Academic Technology

Frequently Asked Questions (FAQs) About Video Captioning, Answered

August 14, 2019

The passage of the Americans With Disabilities Act (ADA) in the United States in 1990 was intended to bring about sweeping change for people with physical and cognitive challenges, and in many ways, it did.

Cities, buildings, and businesses invested in structural changes to accommodate people in wheelchairs, for example, and media companies, corporations, and universities began captioning video content more consistently for people with hearing impairments.

Video content, in particular, has changed since the inception of the ADA and the transformation in how we work and learn spurred by the COVID-19 pandemic. With video content comprising 82% of Internet traffic today, according to Streaming Media, it’s more important than ever to ensure that video content is accessible to all.

With more and more educators and businesses using video as a professional tool for sharing instructional and informational content on-demand, video captioning has become a best practice and spurred a lot of questions, from ADA and Section 508 compliance to “unlimited” captioning services.

In this post, we review some of the most frequently asked questions we receive on the topic.
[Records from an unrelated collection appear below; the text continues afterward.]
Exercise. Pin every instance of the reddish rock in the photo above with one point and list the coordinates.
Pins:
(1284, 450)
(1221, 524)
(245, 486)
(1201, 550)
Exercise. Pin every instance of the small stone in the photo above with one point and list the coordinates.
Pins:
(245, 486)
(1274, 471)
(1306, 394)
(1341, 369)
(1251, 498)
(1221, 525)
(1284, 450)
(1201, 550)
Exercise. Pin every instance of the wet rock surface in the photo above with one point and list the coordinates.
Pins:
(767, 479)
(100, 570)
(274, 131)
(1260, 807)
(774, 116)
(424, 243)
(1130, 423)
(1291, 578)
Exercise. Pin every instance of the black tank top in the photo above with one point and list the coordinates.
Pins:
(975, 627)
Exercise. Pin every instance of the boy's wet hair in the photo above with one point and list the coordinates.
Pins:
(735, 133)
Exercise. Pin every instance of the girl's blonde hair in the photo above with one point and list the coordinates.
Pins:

What is the difference between video transcription and captioning?
What is the difference between subtitles and captioning?
What is the difference between open and closed captioning?
Why Is captioning important?
What’s the difference between automatic speech recognition (ASR) captioning and human-edited captions?
How does captioning work in Panopto?
How long does it take to generate captions?
How easy is it to add captions to a video in Panopto?
What are Web Content Accessibility Guidelines (WCAG)?
What captioning quality is required for ADA, Section 508 compliance?
Does Panopto support best practices and ADA and Section 508 compliance for video captioning?
Can you change the style and position of captions in Panopto?
How does pricing for captioning work?
Are unlimited captioning services truly unlimited?

14 Frequently Asked Questions About Video Captioning

Q: What is the difference between video transcription and captioning?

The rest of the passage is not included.